Probability tree for sentences in nltk employing both lookahead and lookback dependencies
Asked Answered
R

2

12

Does nltk or any other NLP tool allow to construct probability trees based on input sentences thus storing the language model of the input text in a dictionary tree, the following example gives the rough idea, but I need the same functionality such that a word Wt does not just probabilistically modelled on past input words(history) Wt-n but also on lookahead words like Wt+m. Also the lookback and lookahead word count should also be 2 or more i.e. bigrams or more. Are there any other libraries in python which achieve this?

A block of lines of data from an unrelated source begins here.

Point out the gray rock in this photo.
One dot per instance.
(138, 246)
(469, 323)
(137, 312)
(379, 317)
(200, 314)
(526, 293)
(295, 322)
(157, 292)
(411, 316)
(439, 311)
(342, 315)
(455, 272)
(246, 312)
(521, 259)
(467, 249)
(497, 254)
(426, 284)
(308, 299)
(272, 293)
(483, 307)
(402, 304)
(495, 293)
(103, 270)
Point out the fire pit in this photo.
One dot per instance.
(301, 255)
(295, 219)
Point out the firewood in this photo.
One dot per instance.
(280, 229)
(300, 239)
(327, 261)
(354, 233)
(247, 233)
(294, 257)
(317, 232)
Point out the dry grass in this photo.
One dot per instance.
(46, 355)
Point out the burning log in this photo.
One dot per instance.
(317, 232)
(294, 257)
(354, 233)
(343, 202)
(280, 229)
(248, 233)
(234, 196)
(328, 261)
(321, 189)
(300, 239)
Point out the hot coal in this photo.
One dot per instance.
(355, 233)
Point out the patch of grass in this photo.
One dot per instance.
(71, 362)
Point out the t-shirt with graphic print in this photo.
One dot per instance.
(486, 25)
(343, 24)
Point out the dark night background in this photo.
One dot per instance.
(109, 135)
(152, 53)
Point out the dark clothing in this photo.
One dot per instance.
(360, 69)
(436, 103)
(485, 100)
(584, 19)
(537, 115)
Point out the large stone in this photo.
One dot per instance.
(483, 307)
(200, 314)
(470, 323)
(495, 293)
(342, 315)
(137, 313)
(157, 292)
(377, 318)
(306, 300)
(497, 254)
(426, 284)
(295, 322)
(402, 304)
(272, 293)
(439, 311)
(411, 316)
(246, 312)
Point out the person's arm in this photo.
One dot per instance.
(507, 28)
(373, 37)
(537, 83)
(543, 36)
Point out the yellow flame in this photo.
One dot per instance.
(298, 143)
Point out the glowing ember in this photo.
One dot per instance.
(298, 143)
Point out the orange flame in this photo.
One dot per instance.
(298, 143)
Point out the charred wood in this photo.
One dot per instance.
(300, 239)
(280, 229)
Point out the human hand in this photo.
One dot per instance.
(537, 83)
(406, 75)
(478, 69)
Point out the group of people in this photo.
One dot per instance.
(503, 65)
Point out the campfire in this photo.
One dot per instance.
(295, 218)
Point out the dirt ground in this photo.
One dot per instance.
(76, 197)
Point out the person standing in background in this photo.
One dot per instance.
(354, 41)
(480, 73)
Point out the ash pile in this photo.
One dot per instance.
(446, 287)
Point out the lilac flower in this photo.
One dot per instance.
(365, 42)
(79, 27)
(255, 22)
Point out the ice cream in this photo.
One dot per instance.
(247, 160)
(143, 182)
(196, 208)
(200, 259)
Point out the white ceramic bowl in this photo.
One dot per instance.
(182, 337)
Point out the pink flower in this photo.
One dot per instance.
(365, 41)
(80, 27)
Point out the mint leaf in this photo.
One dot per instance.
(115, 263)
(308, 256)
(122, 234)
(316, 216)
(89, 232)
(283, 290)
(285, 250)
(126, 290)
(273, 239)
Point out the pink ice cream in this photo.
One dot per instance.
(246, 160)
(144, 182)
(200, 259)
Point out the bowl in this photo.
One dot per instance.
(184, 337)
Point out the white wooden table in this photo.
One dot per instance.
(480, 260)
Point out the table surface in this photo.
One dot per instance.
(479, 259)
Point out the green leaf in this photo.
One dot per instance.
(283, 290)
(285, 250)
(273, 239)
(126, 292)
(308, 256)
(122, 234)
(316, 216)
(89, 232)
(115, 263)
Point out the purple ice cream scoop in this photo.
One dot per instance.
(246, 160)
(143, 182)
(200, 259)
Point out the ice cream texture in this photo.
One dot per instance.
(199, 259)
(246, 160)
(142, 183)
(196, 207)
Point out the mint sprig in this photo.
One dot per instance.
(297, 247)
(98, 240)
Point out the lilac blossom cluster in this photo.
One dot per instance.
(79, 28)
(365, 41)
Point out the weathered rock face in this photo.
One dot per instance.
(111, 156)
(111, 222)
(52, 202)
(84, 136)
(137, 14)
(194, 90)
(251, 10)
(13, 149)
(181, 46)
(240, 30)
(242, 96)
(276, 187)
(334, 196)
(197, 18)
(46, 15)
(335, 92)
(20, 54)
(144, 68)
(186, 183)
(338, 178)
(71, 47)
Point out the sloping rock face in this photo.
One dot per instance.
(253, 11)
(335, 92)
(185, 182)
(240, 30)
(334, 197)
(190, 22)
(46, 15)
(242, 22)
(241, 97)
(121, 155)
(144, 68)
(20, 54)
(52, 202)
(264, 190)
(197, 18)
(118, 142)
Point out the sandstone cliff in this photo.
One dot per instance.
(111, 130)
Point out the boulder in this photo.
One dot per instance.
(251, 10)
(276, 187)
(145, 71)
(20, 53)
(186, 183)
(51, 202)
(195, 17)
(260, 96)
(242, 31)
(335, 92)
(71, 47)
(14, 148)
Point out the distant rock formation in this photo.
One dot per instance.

from collections import defaultdict
import nltk
import math

ngram = defaultdict(lambda: defaultdict(int))
corpus = "The cat is cute. He jumps and he is happy."
for sentence in nltk.sent_tokenize(corpus):
    tokens = map(str.lower, nltk.word_tokenize(sentence))
    for token, next_token in zip(tokens, tokens[1:]):
        ngram[token][next_token] += 1
for token in ngram:
    total = math.log10(sum(ngram[token].values()))
    ngram[token] = {nxt: math.log10(v) - total for nxt, v in ngram[token].items()}

the solution requires both lookahead and lookback and a specially sub classed dictionary may help in solving this problem. Can also point to relevant resources which talk about implementing such a system. A nltk.models seemed to be doing something similar but is no longer available. Are there any existing design patterns in NLP which implement this idea? skip gram based models are similar to this idea too but I feel this has should have been implemented already somewhere.

Represent answered 13/8, 2015 at 11:5 Comment(4)
You can iterate like this to get the desired slice: for t, token in enumerate(tokens): do_something(tokens[t-n:t+m])Stolid
@Stolid ya i can do that but then how to model it to build a tree ?Represent
Can you clarify what do you mean by probability tree?Drinkwater
like language model probabilities as in above example , given a set of consecutive words and its left and right context what is the probability that it is a correct sequence of word? @DrinkwaterRepresent
D
3

If I understand your question correctly, you are looking for a way to predict the probability of a word given its surrounding context (not just backward context but also the forward context). One quick hack for your purpose is to train two different language models. One from right to left and the other from left to right and then probability of a word given its context would be the normalized sum of both forward and backward contexts.

Extending your code:

from collections import defaultdict
import nltk
from nltk.tokenize import word_tokenize
import numpy as np


ngram = defaultdict(lambda: defaultdict(int))
ngram_rev = defaultdict(lambda: defaultdict(int)) #reversed n-grams
corpus = "The cat is cute. He jumps and he is happy."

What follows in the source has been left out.